第十七話
<メリーランド州アンドルーズ空軍基地 エアフォース・ワン>
いつものような優雅な離陸をしている場合ではなかった。01L滑走路の脇の芝生に荒っぽくランディングしたマリーン・ワンから全速力で走るシークレットサービスの一隊、に両脇を抱えられた大統領が、機体左舷の収納式タラップからまたしても荷物のように押し込まれる。一行が機内に転がり込むや否や、機長のリチャードソン空軍大佐はスロットルを全開にして離陸を始める。ゼネラル・エレクトリック社製CF6-80C2ターボファンエンジンが、持てる最大限の推力を絞り出し、マリンブルーと白で塗装されたVC-25を空へと押し上げていく。
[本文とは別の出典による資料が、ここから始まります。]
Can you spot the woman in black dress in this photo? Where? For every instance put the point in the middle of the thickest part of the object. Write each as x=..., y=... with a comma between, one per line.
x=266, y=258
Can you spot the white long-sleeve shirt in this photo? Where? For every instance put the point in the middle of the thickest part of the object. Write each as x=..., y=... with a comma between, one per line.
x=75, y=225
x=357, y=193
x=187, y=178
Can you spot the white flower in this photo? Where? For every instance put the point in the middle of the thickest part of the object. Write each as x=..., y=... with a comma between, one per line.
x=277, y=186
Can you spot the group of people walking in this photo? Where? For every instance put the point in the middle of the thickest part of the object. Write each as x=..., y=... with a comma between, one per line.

操縦席後方の通信デッキでは、第89空輸航空団所属の通信兵が機体背部に収納された衛星アンテナ群をフル稼働させ、先刻途絶えたペンタゴンとの通信の復帰に躍起になっていた。通信衛星自体は機能しており、また各陸上局との連絡も維持されているにも関わらず、国防総省、空軍、海軍ならびに海兵隊司令部との連絡が全くとれない。
「いったいどうなっているんだ!?」
「バックアップ回線も不通!」
「着弾まで20分……」
「敵ミサイル群第二段切り離し」
原型機であるボーイング747-200Bから改修され、延伸された通信デッキの片隅の一般回線電話が鳴る。通信衛星とのリンクのシステムチェックに忙殺されるステファニー上等兵が、腕を伸ばしてその受話器をあげる。興奮気味の男の声がまくし立てる。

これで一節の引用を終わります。